Yi Hu (胡逸)

yihu.jpg

Email: huyi2002 (at) stu (dot) pku (dot) edu (dot) cn

I am now a first-year Ph.D. student at the Institute for Artificial Intelligence, Peking University, advised by Prof. Muhan Zhang. Welcome to visit our group page: Graphpku!

I received my B.S. in Physics from School of Physics, Peking University, where I was fortunate to work with Prof. Huichao Song on ML applications in heavy-ion collision.

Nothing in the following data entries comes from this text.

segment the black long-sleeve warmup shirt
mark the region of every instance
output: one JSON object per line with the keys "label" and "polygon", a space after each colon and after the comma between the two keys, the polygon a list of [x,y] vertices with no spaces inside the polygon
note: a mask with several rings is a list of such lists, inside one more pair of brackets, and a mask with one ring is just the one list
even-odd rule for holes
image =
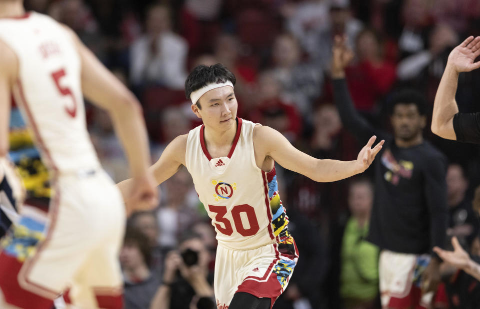
{"label": "black long-sleeve warmup shirt", "polygon": [[356,112],[344,79],[333,84],[346,129],[364,144],[373,135],[377,141],[385,140],[372,164],[375,195],[368,240],[401,253],[430,253],[434,246],[443,247],[448,221],[445,156],[426,141],[398,147],[392,136],[378,132]]}
{"label": "black long-sleeve warmup shirt", "polygon": [[454,116],[454,130],[457,141],[480,144],[480,113],[456,114]]}

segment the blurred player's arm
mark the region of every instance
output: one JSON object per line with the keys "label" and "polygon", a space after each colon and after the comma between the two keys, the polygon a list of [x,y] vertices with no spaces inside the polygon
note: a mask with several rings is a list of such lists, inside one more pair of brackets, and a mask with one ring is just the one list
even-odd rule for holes
{"label": "blurred player's arm", "polygon": [[480,143],[478,115],[459,114],[455,100],[459,74],[480,67],[480,61],[474,62],[479,55],[480,36],[470,36],[448,56],[435,95],[432,119],[432,131],[440,137]]}
{"label": "blurred player's arm", "polygon": [[[443,157],[429,158],[424,164],[424,192],[430,221],[430,248],[444,247],[448,227],[446,205],[446,162]],[[440,259],[434,251],[424,273],[423,290],[436,291],[440,282]]]}
{"label": "blurred player's arm", "polygon": [[[154,175],[154,185],[158,186],[172,176],[181,165],[186,166],[185,154],[188,137],[188,134],[184,134],[175,138],[165,148],[158,160],[148,168]],[[130,192],[132,185],[132,179],[124,180],[117,184],[124,200],[128,205],[130,203]]]}
{"label": "blurred player's arm", "polygon": [[384,141],[381,141],[372,148],[376,139],[376,136],[370,138],[356,160],[321,160],[298,150],[280,132],[270,127],[257,126],[254,130],[256,154],[261,158],[270,156],[285,168],[319,182],[336,181],[364,172],[373,162]]}
{"label": "blurred player's arm", "polygon": [[346,46],[346,38],[337,35],[332,49],[332,78],[334,101],[344,126],[360,143],[366,143],[374,134],[372,126],[355,109],[345,80],[345,68],[354,57]]}
{"label": "blurred player's arm", "polygon": [[0,41],[0,157],[6,157],[8,139],[12,87],[16,79],[18,59],[14,51]]}
{"label": "blurred player's arm", "polygon": [[466,251],[462,248],[456,237],[452,238],[453,251],[447,251],[438,247],[434,250],[442,260],[448,263],[464,270],[470,276],[480,281],[480,265],[470,258]]}
{"label": "blurred player's arm", "polygon": [[106,109],[122,142],[133,176],[132,195],[138,209],[156,204],[151,173],[148,138],[140,102],[134,94],[96,58],[67,27],[82,61],[82,91],[96,105]]}

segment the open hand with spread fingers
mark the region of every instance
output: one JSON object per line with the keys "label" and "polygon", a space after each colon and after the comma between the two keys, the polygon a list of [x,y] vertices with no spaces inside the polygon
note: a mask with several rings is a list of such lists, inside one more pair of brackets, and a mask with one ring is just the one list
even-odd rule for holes
{"label": "open hand with spread fingers", "polygon": [[480,56],[480,36],[470,36],[450,52],[447,66],[456,72],[470,72],[480,67],[480,61],[474,62]]}
{"label": "open hand with spread fingers", "polygon": [[452,238],[453,251],[447,251],[438,247],[434,248],[434,251],[438,255],[442,260],[460,269],[465,270],[470,261],[470,256],[466,251],[462,248],[456,237]]}
{"label": "open hand with spread fingers", "polygon": [[376,139],[376,136],[375,135],[370,137],[370,139],[368,140],[368,142],[364,146],[364,148],[358,153],[358,156],[356,158],[356,164],[360,173],[364,171],[368,168],[368,166],[370,166],[370,164],[374,162],[374,159],[375,159],[375,156],[382,149],[382,146],[385,142],[385,140],[382,139],[374,147],[372,148],[372,146]]}
{"label": "open hand with spread fingers", "polygon": [[345,68],[354,58],[354,52],[346,45],[346,35],[336,35],[332,48],[332,77],[342,78],[345,77]]}

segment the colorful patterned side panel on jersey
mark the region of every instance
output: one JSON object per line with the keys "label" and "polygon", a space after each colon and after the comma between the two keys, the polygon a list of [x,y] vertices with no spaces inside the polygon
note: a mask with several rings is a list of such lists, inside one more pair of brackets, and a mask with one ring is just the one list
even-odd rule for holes
{"label": "colorful patterned side panel on jersey", "polygon": [[22,216],[14,224],[0,243],[0,290],[5,301],[14,308],[49,309],[54,302],[20,287],[18,274],[26,259],[36,252],[38,242],[45,237],[43,222]]}
{"label": "colorful patterned side panel on jersey", "polygon": [[36,244],[44,239],[45,227],[43,222],[22,217],[0,243],[3,253],[23,262],[34,254]]}
{"label": "colorful patterned side panel on jersey", "polygon": [[266,173],[266,180],[268,187],[268,198],[270,199],[270,207],[273,216],[272,219],[272,229],[274,235],[279,244],[287,244],[293,246],[293,238],[288,232],[287,225],[288,217],[286,212],[280,200],[278,195],[278,186],[276,182],[276,172],[275,167]]}
{"label": "colorful patterned side panel on jersey", "polygon": [[267,173],[266,178],[270,207],[273,214],[272,228],[274,235],[277,238],[278,250],[282,257],[275,265],[272,273],[276,275],[276,278],[283,289],[293,272],[298,256],[294,238],[288,232],[288,217],[278,195],[278,186],[274,166],[270,172]]}

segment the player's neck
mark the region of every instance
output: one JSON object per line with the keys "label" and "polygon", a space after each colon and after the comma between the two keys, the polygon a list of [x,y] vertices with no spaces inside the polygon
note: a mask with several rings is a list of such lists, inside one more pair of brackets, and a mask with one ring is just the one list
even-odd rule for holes
{"label": "player's neck", "polygon": [[19,17],[25,14],[22,1],[0,1],[0,18]]}
{"label": "player's neck", "polygon": [[237,123],[236,122],[226,131],[216,131],[211,128],[205,127],[205,142],[207,148],[209,146],[220,148],[232,145],[236,133]]}
{"label": "player's neck", "polygon": [[424,142],[424,136],[422,133],[416,135],[414,137],[408,140],[402,139],[398,137],[395,138],[395,143],[398,147],[408,148],[417,145],[420,145]]}

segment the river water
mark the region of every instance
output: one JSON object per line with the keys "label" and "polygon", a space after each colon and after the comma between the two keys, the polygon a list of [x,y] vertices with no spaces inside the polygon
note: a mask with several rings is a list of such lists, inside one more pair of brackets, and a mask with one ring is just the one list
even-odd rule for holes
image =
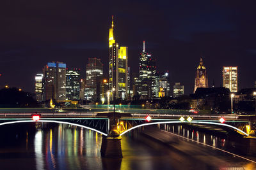
{"label": "river water", "polygon": [[[99,133],[61,124],[44,124],[40,129],[36,129],[33,124],[0,127],[0,169],[196,169],[196,167],[222,169],[209,165],[202,166],[189,155],[138,135],[138,131],[135,131],[135,135],[123,136],[124,158],[115,159],[101,157],[102,137]],[[252,163],[242,163],[236,167],[255,167]]]}

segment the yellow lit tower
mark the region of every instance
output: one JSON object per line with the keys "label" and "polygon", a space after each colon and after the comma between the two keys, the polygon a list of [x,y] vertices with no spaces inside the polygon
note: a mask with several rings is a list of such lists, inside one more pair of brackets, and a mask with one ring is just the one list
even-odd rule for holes
{"label": "yellow lit tower", "polygon": [[203,59],[202,58],[200,59],[199,66],[196,71],[194,93],[198,87],[208,87],[208,78],[206,73],[206,68],[204,66]]}
{"label": "yellow lit tower", "polygon": [[109,89],[114,88],[116,97],[122,99],[127,97],[127,46],[120,46],[118,48],[118,44],[115,40],[114,20],[112,16],[109,37]]}

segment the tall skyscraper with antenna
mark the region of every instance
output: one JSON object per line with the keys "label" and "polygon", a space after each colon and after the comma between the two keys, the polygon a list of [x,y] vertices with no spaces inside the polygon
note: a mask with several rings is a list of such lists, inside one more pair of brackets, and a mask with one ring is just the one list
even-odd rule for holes
{"label": "tall skyscraper with antenna", "polygon": [[[109,34],[109,86],[115,89],[116,98],[127,97],[128,47],[120,46],[114,38],[114,19]],[[112,99],[113,99],[113,93]]]}
{"label": "tall skyscraper with antenna", "polygon": [[145,99],[157,97],[156,87],[156,60],[151,54],[145,52],[145,41],[143,50],[140,56],[139,67],[139,95]]}
{"label": "tall skyscraper with antenna", "polygon": [[206,73],[206,68],[204,66],[203,59],[202,58],[196,71],[194,93],[198,87],[208,87],[208,78]]}

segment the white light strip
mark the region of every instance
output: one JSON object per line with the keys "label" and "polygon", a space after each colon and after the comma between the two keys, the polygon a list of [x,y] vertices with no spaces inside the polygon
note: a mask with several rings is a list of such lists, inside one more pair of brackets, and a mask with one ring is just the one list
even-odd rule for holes
{"label": "white light strip", "polygon": [[145,126],[145,125],[157,125],[157,124],[173,124],[173,123],[181,123],[180,121],[168,121],[168,122],[152,122],[152,123],[147,123],[147,124],[141,124],[141,125],[138,125],[134,127],[132,127],[127,130],[126,130],[125,131],[120,133],[120,136],[122,136],[123,134],[126,134],[127,132],[128,132],[129,131],[131,131],[132,129],[134,129],[137,127],[140,127],[141,126]]}
{"label": "white light strip", "polygon": [[216,148],[216,147],[211,146],[211,145],[207,145],[207,144],[204,144],[204,143],[201,143],[201,142],[200,142],[200,141],[195,141],[195,140],[193,140],[193,139],[189,139],[189,138],[186,138],[186,137],[183,137],[183,136],[179,136],[179,135],[178,135],[178,134],[172,133],[172,132],[170,132],[165,131],[164,131],[164,130],[161,130],[161,131],[164,131],[164,132],[168,132],[168,133],[170,133],[170,134],[172,134],[177,136],[179,136],[179,137],[180,137],[180,138],[184,138],[184,139],[189,139],[189,140],[190,140],[190,141],[194,141],[194,142],[196,142],[196,143],[200,143],[200,144],[202,144],[202,145],[207,146],[209,146],[209,147],[211,147],[211,148],[214,148],[214,149],[216,149],[216,150],[220,150],[220,151],[222,151],[222,152],[228,153],[231,154],[231,155],[232,155],[236,156],[236,157],[239,157],[239,158],[241,158],[241,159],[247,160],[248,160],[248,161],[250,161],[250,162],[253,162],[253,163],[256,164],[256,162],[254,161],[254,160],[248,159],[247,159],[247,158],[246,158],[246,157],[243,157],[239,156],[239,155],[236,155],[236,154],[235,154],[235,153],[229,152],[228,152],[228,151],[227,151],[227,150],[222,150],[222,149],[221,149],[221,148]]}
{"label": "white light strip", "polygon": [[246,132],[244,132],[244,131],[240,130],[238,128],[236,128],[236,127],[230,125],[227,125],[227,124],[220,124],[220,123],[215,123],[215,122],[200,122],[200,121],[195,121],[195,120],[192,120],[192,122],[181,122],[180,121],[168,121],[168,122],[152,122],[152,123],[147,123],[147,124],[141,124],[141,125],[138,125],[134,127],[132,127],[127,130],[126,130],[125,131],[122,132],[120,136],[122,136],[127,132],[128,132],[129,131],[131,131],[132,129],[134,129],[137,127],[140,127],[141,126],[145,126],[145,125],[157,125],[157,124],[184,124],[184,123],[190,123],[190,124],[211,124],[211,125],[223,125],[223,126],[227,126],[228,127],[230,127],[232,129],[236,129],[238,131],[239,131],[240,132],[243,133],[243,134],[246,135],[246,136],[248,136],[249,135],[248,134],[246,134]]}
{"label": "white light strip", "polygon": [[[17,124],[17,123],[26,123],[26,122],[36,122],[35,120],[19,120],[19,121],[14,121],[14,122],[4,122],[4,123],[1,123],[0,125],[6,125],[6,124]],[[89,130],[92,130],[93,131],[95,132],[97,132],[99,134],[101,134],[104,136],[107,136],[108,134],[105,134],[102,132],[100,132],[98,130],[96,130],[95,129],[87,127],[87,126],[84,126],[84,125],[81,125],[79,124],[72,124],[72,123],[69,123],[69,122],[61,122],[61,121],[56,121],[56,120],[38,120],[36,122],[49,122],[49,123],[56,123],[56,124],[67,124],[67,125],[76,125],[76,126],[78,126],[78,127],[81,127]]]}

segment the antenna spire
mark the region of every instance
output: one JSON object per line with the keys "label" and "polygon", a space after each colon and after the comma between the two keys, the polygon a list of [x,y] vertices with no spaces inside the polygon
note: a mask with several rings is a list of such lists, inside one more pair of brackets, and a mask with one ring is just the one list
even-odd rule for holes
{"label": "antenna spire", "polygon": [[143,41],[143,52],[145,52],[145,41]]}
{"label": "antenna spire", "polygon": [[112,28],[114,27],[114,15],[112,15],[112,25],[111,25]]}

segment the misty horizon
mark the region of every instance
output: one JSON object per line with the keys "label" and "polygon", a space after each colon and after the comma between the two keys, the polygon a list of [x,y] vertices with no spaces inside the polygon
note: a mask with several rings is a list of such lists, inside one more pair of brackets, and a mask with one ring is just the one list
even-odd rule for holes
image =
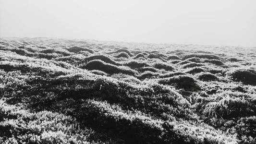
{"label": "misty horizon", "polygon": [[255,1],[0,0],[0,36],[256,47]]}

I am dedicated to exploring the reasoning mechanisms of large language models (LLMs) and researching how to enhance the models’ reasoning capabilities to the level of human experts. Additionally, I have a keen interest in various topics related to LLMs, including efficiency, alignment, and applications across different downstream domains etc. If you share these research interests, please feel free to get in touch!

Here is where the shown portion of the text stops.